I believe it would be sufficient for banks to be required to provide reasonable advance notice before de-banking any customer based on religion, ideology, etc., but that they also be required to publish their criteria for determining who they consider to be that “detestable”.
This would allow those targeted organizations the time to move where they are welcome without undue disruption. It would also cost these liberal banks plenty of business.
bkmk
New CRA and HMDA regulations seem designed to strangle smaller banks. Thankfully, they were kept by the courts from being fully implemented.
We have the nation we are willing to fight for.
I personally find it prejudicial to use a social credit score to shutdown an
account. Race, religion, et al…. They could de platform every Republican.
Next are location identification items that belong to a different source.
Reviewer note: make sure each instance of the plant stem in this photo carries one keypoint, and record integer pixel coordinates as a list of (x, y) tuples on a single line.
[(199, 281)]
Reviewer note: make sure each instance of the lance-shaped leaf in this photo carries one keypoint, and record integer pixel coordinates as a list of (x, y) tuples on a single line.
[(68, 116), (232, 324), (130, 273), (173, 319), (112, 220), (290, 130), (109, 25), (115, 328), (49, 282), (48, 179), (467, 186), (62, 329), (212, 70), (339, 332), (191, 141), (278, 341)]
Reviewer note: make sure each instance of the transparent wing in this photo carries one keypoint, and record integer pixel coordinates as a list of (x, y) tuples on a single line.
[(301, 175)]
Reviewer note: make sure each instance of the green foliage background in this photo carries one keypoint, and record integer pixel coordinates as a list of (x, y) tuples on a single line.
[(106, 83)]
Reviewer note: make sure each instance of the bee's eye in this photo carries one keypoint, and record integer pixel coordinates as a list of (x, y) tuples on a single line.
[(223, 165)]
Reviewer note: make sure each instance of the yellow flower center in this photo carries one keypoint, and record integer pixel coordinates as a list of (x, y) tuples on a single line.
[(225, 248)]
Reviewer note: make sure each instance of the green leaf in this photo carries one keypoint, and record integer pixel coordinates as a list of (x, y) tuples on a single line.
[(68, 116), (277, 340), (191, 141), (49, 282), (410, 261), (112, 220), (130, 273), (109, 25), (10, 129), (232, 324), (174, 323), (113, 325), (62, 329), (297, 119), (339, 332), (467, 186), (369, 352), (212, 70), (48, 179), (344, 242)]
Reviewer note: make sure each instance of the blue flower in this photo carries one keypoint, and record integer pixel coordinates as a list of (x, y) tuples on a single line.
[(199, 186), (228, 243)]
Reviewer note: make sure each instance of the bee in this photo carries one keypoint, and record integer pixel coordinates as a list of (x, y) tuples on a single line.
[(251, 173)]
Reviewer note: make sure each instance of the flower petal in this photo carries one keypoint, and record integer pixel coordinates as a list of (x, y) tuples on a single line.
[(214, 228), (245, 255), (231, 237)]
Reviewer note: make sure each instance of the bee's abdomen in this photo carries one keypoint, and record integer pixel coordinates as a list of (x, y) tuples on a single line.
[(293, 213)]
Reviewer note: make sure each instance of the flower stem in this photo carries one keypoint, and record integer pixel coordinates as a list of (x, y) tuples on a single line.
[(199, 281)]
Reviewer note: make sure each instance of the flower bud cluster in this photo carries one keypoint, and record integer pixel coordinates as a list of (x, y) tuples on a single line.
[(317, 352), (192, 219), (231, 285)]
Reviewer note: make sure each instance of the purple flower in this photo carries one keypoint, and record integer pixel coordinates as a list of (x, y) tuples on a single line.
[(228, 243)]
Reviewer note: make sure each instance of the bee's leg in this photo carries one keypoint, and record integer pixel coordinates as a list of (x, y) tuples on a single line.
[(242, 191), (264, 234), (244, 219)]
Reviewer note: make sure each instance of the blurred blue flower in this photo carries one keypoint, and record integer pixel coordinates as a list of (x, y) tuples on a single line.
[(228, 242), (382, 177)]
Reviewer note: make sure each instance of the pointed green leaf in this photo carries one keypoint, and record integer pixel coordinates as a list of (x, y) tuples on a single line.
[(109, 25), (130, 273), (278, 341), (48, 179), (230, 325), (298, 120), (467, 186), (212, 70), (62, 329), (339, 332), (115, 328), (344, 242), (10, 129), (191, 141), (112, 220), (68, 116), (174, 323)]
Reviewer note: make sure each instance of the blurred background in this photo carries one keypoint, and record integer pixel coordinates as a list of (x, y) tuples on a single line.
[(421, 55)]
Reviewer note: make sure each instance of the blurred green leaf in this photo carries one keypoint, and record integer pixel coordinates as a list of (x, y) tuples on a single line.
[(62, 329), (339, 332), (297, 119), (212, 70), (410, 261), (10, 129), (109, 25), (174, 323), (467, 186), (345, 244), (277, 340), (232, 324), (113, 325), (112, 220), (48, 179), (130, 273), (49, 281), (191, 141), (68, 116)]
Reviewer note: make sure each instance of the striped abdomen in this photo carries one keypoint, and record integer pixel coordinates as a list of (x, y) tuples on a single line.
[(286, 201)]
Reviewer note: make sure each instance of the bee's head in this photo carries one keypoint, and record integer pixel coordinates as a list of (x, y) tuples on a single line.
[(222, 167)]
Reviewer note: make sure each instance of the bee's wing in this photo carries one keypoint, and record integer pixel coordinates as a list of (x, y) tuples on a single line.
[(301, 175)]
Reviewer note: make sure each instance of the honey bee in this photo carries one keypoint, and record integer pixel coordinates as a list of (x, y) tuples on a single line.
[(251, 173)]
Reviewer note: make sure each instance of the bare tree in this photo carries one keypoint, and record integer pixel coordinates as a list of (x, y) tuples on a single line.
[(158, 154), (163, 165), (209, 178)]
That is not the spirit of the law. Put the bank in receivership and be done with
it.
BofA, you no longer have a bank. Others will take over from here.
BOA was a crappy bank in the 70’s....and they still are.
Don’t limit it to just Christians. There need to be laws enacted against de-banking anybody for non commercial reasons as defined by low credit scores, a history of delinquency, etc. Supposed “reputation risk” should be explicitly ruled out as a legitimate reason to de-bank anyone.
Banks found guilty of such a practice need to be fined heavily for each offense and forced to reverse themselves immediately. If a pattern of such behavior is found or if banks refuse to reverse their debanking decisions when caught, they need to have their charters to operate in that state revoked.
Only conservative states will support anti-discrimination laws protecting free speech and religion.
The discrimination will intensify in blue states and I would not be surprised to see debanking laws that promote discrimination based on DEI agendas.
I was surprised to learn that “debanking” was even possible. No bank should be able to refuse service to anyone unless they are the customer is doing something illegal.
Next, maybe utilities can refuse electric or telephone service to customers whose politics or religious beliefs they disagree with. (Or maybe they already can do this.)
I volunteer with a Christian ministry and have access to one of our bank accounts. We recently switched from Wells Fargo. While they didn’t debank us, they made it completely impossible to work with them. For instance, I wanted to change one of the signatories. We were told he would have to sign the paperwork in person, not at a branch, but at the branch the account was based in, a mere 1200 miles away.